On a smaller scale, the latest quarterly report from FedEx (NYSE:FDX) revealed that international air volumes increased each month in the quarter, while U.S. ground deliveries were also rising. Transportation titans like FedEx and United Parcel Service (NYSE:UPS) are often considered economic bellwethers.

… And the not-so-usual
Beyond those broad, somewhat stodgy metrics, you'll find a host of somewhat more unusual ways to take our economy's temperature. In Phoenix, for example, psychics helped economists get a reading on the depth of the recession. Business remained robust for seers of all stripes, but the composition of that clientele changed. Frequent customers cut back on readings, while new customers emerged -- those in dire financial straits, hoping for good news about the future.

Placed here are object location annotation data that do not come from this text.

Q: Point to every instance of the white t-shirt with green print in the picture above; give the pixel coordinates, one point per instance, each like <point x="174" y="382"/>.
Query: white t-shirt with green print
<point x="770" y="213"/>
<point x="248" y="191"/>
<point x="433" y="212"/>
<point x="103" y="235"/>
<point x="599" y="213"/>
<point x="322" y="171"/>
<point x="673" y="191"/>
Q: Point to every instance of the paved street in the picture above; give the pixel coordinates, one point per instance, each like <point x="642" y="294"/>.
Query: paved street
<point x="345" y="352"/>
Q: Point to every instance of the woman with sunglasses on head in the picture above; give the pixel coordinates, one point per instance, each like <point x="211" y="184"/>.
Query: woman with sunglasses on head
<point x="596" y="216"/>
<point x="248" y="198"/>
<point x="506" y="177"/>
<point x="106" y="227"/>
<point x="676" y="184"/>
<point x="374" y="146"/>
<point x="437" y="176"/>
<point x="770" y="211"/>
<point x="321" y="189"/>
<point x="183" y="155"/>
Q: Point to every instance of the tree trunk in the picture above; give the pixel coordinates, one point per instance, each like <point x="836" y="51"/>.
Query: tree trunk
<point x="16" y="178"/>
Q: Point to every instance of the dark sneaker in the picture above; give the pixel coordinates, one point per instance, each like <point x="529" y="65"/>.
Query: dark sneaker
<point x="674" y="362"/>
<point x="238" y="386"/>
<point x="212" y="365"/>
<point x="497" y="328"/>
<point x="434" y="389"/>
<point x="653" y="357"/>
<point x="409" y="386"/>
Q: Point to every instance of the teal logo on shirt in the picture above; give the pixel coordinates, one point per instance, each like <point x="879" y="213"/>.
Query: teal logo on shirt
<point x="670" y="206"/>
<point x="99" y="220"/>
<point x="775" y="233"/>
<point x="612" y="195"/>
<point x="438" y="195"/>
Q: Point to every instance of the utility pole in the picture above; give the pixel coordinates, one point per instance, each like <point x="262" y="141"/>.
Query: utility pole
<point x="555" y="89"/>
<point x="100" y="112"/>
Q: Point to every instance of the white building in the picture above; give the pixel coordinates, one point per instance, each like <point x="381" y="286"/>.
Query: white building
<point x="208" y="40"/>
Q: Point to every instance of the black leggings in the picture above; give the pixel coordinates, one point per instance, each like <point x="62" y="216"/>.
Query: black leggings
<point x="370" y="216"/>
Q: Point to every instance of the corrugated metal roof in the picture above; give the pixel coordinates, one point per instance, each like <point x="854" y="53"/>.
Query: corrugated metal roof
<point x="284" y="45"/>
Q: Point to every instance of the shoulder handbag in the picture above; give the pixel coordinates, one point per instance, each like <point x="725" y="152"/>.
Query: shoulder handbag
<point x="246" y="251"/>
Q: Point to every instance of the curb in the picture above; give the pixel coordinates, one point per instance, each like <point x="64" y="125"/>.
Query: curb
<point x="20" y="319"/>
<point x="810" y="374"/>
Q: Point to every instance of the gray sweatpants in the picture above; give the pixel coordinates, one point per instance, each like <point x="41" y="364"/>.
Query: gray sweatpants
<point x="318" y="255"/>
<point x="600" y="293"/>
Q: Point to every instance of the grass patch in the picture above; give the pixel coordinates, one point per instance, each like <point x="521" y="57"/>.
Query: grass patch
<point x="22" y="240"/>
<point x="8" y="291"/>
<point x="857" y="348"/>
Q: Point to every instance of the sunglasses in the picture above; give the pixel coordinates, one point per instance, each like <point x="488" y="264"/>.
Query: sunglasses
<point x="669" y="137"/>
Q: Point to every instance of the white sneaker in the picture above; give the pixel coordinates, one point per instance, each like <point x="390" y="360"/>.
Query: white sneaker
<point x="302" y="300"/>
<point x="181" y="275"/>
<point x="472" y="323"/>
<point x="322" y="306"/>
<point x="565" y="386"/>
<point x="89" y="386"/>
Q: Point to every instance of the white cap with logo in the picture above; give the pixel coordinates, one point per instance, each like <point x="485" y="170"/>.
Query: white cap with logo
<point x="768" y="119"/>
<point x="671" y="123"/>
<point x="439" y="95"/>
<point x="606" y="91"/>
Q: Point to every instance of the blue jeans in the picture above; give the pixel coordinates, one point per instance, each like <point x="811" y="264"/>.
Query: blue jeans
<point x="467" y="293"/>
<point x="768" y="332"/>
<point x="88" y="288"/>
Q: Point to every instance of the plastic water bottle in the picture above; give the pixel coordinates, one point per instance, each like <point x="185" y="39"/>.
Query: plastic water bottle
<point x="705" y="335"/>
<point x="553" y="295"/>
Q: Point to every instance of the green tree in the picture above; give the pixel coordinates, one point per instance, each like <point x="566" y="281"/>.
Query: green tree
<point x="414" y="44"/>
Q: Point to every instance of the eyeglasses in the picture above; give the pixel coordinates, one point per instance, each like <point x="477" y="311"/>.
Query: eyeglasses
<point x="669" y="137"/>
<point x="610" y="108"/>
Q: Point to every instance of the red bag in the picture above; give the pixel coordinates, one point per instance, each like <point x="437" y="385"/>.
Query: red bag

On a far more visual basis, New York magazine suggested a "Hot Waitress" index, explaining that when the economy is in the dumps, restaurants favor more attractive staffers to bring in more customers. 

Men's underwear can also support a variety of economic indicators. Normally, sales of briefs and boxers hold steady. But when the economy is stressed out, men put off buying these garments, thus turning Hanesbrands (NYSE:HBI) and Berkshire Hathaway's (NYSE:BRK-B) Fruit of the Loom unit into economic indicators. Sales of men's undies had slumped, but they're are reportedly on the upswing now at Target (NYSE:TGT) and Sears Holdings' (NASDAQ:SHLD) Sears stores. (Insert your favorite joke about "investing in shorts" here.)

Finally, behavior on game shows can provide a fascinating gauge of economic health. It seems that more contestants on Who Wants to Be a Millionaire? are playing it safer and walking away earlier. They're also citing mortgage payments as the beneficiary of their winnings, instead of a new car or travel.

Whether they come from a government bureau or your underwear drawer, signs of an economic rebound are always good to see. Or, if you happen to be psychic, to foresee.